Которая поэтапно, за какие-то ею используемые особые приемы для удовлетворения обслуживаемых клиентов, переходила «по наследству», что называется, из рук в руки. Пройдя через просто никем необозримую массу петровского мародерствующего воинства:
«Молодая и красивая, она приглянулась генералу Боуру, но ее тут же у него отобрал граф Шереметьев. Вскоре Марта понравилась Меншикову…» [43, с. 274].
Дальнейшее более или менее известно. В конце концов, пройдя через эти самые эскадроны «гусар летучих», она обосновалась в спальне у императора и стала императрицей.
Однако ж не в коня корм.
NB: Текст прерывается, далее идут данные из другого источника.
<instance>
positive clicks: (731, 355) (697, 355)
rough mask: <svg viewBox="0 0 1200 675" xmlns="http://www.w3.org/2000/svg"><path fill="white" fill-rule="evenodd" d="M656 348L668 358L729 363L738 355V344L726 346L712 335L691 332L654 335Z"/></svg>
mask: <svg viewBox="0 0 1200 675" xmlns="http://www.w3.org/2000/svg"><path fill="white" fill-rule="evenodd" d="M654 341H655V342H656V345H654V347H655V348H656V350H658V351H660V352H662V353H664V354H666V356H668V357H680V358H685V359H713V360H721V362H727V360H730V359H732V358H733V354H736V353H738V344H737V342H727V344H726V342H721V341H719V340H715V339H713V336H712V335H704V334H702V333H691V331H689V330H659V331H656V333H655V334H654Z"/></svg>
Ведь даже звание императрицы пассию Петра из грязи не вывело в князи: после смерти своего кровосмесительного мужа-дедушки мы вновь видим эту девицу, в прошлом более чем легкого поведения, уже теперь престарелую, за своим излюбленным занятием, убеждаясь лишний раз в том, что деньги и положение в обществе таких людей не меняют нисколько:.
«…после смерти Петра… властно пробудились столь долго подавляемые инстинкты: грубая чувственность, любовь к самому обыкновенному разврату, низменные наклонности… Она, так много сделавшая, чтобы удерживать мужа от ночных оргий, теперь сама вводит их в обычай, пьянствуя до девяти часов утра со своими случайными любовниками: Левенвальдом, Девьером, графом Сапегой…» [16, с. 300–301].
«Секретарь саксонского посланника Френсдорф сообщал в те дни своему королю:
«Она вечно пьяна, вечно покачивается…»
Меншиков, входя утром в спальню своей правительницы, всякий раз спрашивал:
— Ну, Ваше Величество, что пьем мы сегодня?» [4] (с. 222).
Однако ж историю о «Великих» пишут масоны. А потому мы их читаем и удивляемся.
Карамзин:
«Путь образования или просвещения один для народов; все они идут им вслед друг за другом» [46, с. 72].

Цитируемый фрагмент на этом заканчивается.